Given that the plains zebra have an efficient hindgut digestive system; they are capable of surviving on coarse vegetation which is inadequate in fulfilling the energy requirements of other ungulates. Due to this, these animals play a vital ecological role by removing tougher growths allowing the other ungulates to access the younger and tender growths (Hack, 2002). Given that the plains zebra is usually the first ungulate to traverse new vegetative areas, they pave way for other ungulates such as gazelles and wildebeests thus, in one way or another; they contribute towards survival of the other animals.

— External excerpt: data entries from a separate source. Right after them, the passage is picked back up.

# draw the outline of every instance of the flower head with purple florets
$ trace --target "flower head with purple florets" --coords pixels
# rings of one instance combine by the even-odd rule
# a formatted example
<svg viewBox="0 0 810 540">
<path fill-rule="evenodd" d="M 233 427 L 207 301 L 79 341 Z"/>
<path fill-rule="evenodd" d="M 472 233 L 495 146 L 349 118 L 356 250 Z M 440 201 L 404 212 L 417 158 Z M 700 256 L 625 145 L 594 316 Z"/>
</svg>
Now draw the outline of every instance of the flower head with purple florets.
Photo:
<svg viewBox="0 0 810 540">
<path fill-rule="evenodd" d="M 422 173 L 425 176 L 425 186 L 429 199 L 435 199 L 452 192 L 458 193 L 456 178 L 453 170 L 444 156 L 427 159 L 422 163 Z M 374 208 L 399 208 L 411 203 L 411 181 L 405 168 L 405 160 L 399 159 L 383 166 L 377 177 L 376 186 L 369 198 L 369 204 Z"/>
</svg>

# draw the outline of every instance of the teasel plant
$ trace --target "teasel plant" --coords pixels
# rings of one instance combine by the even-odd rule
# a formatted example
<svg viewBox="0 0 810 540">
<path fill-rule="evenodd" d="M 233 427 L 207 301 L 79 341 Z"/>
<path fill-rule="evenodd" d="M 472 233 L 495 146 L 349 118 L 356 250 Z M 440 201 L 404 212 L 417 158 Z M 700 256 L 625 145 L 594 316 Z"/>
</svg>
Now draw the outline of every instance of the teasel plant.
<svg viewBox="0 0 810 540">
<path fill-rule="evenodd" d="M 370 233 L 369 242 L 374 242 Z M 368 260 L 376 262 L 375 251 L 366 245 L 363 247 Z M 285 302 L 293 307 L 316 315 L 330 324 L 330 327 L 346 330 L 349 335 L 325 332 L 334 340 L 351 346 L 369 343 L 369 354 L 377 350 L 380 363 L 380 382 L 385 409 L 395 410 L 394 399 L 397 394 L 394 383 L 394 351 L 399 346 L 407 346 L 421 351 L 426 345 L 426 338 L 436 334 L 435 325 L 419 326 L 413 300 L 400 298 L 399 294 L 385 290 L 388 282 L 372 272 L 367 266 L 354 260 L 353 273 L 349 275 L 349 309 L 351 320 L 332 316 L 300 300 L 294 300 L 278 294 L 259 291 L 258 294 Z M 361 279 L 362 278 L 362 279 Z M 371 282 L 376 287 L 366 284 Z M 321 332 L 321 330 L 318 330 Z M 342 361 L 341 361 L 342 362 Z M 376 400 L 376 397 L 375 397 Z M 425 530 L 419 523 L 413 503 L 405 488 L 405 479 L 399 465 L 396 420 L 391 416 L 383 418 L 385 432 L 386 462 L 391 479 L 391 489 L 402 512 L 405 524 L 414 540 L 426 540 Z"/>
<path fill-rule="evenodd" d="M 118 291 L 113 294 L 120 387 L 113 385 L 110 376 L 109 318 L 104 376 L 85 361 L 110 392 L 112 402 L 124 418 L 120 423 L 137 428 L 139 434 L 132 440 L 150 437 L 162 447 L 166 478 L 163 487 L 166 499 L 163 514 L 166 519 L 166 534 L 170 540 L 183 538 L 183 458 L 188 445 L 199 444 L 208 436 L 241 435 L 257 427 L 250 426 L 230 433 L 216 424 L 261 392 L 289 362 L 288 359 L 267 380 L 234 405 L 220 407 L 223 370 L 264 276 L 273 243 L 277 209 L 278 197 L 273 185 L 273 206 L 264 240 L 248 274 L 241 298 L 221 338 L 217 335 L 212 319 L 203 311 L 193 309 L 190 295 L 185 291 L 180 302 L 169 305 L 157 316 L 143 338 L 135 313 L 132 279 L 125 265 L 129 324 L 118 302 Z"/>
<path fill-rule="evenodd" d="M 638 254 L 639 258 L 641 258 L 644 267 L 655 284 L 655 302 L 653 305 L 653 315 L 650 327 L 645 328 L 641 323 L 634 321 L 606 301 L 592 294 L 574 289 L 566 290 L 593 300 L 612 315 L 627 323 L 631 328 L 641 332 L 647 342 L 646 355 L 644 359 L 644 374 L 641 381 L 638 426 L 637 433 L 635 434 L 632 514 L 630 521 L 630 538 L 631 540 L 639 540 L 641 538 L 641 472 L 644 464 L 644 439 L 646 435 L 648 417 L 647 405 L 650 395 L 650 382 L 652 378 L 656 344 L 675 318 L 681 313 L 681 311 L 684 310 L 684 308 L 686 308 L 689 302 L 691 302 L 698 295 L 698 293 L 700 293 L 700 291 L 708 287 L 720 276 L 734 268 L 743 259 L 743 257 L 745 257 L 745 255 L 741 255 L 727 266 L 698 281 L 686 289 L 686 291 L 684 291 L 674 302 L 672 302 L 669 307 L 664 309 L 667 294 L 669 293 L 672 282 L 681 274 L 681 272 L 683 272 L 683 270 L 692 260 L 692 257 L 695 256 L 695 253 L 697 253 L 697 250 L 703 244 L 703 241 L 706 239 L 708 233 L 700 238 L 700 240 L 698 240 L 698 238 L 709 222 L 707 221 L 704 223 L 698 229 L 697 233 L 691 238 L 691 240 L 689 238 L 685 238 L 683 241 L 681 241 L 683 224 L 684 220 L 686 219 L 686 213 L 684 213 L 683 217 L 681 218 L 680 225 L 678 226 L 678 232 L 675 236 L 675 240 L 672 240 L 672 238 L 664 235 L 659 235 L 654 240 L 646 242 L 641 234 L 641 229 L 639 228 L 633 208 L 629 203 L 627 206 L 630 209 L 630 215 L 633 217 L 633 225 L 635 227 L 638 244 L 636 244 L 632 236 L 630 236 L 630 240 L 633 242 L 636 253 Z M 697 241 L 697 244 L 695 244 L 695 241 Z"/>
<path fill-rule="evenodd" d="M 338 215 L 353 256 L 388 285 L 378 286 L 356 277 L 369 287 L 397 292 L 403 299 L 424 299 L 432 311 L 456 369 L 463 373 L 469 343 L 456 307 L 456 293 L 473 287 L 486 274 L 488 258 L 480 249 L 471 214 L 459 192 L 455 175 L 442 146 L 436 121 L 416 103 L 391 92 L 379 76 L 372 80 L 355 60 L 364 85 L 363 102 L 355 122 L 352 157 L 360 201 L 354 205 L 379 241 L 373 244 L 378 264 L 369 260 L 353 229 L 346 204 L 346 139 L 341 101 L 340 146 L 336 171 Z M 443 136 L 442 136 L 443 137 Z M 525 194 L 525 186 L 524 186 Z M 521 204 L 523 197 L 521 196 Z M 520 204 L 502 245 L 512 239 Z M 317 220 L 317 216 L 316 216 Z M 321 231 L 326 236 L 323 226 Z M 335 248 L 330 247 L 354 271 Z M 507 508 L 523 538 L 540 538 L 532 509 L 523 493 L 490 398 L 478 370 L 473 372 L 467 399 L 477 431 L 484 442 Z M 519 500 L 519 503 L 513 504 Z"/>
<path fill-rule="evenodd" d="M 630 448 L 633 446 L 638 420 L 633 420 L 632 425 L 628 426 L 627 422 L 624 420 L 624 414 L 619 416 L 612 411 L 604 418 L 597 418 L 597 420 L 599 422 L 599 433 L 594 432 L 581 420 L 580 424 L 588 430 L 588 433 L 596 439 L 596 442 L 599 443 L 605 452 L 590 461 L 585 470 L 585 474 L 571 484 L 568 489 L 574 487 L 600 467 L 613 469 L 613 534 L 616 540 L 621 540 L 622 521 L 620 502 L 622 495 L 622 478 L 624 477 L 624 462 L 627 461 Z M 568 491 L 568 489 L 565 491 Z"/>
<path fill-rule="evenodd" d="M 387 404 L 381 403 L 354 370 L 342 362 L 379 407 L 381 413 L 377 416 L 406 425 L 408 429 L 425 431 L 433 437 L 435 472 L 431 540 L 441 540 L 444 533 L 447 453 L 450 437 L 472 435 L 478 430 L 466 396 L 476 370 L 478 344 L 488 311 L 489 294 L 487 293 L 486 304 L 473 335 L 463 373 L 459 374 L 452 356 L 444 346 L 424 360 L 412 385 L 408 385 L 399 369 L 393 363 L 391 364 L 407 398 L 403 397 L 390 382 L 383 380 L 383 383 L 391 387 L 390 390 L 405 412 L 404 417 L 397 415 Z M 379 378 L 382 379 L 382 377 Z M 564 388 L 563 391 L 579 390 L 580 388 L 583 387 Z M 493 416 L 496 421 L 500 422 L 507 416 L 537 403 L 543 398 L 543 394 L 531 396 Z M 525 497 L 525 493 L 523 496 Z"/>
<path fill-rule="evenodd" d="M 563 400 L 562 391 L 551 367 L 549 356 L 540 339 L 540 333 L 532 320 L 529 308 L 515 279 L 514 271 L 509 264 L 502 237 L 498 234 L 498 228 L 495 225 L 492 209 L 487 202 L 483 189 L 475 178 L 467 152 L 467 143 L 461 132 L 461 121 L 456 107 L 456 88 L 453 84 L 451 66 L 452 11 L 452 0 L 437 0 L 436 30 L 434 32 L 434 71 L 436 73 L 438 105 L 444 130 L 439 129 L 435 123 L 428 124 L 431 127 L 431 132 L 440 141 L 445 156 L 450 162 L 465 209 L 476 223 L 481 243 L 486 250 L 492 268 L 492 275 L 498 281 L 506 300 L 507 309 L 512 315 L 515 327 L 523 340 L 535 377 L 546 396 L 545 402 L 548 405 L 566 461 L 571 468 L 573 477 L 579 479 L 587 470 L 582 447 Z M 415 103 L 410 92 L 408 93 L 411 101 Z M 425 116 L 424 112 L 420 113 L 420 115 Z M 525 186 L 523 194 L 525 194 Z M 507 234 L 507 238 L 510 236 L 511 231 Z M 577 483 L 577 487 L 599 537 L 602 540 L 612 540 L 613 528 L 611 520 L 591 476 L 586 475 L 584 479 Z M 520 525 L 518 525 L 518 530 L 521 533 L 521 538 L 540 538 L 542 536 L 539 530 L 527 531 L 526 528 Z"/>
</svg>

Environmental Effects of Human Interference on the Plains Zebra
The Plains zebra is classified as ‘Least Concern’ (LC) on the IUCN redlist (IUCN, 2013). Despite this status, the species is threatened by habitat loss due to extensive agriculture into the wild, hunting, poaching and competition for water and vegetation from livestock. Furthermore, the massive industrialization has resulted into global warming and ecological destruction that negatively selects the plains zebra. If these are not checked, the plains zebra might get extinct. However, the creation of protected conservation areas such as the Serengeti National Park in Kenya and the Kruger National Park in South Africa has greatly contributed to the conservation of the Plains zebra in addition to contributing to economic growth of these countries through tourism.
Introduction of alternative livelihoods to locals living around protected areas is also vital in reducing incidences of hunting, poaching and competition from livestock. This is also important in ensuring cohesion within and across borders, economic growth and reduction in human-wildlife conflicts.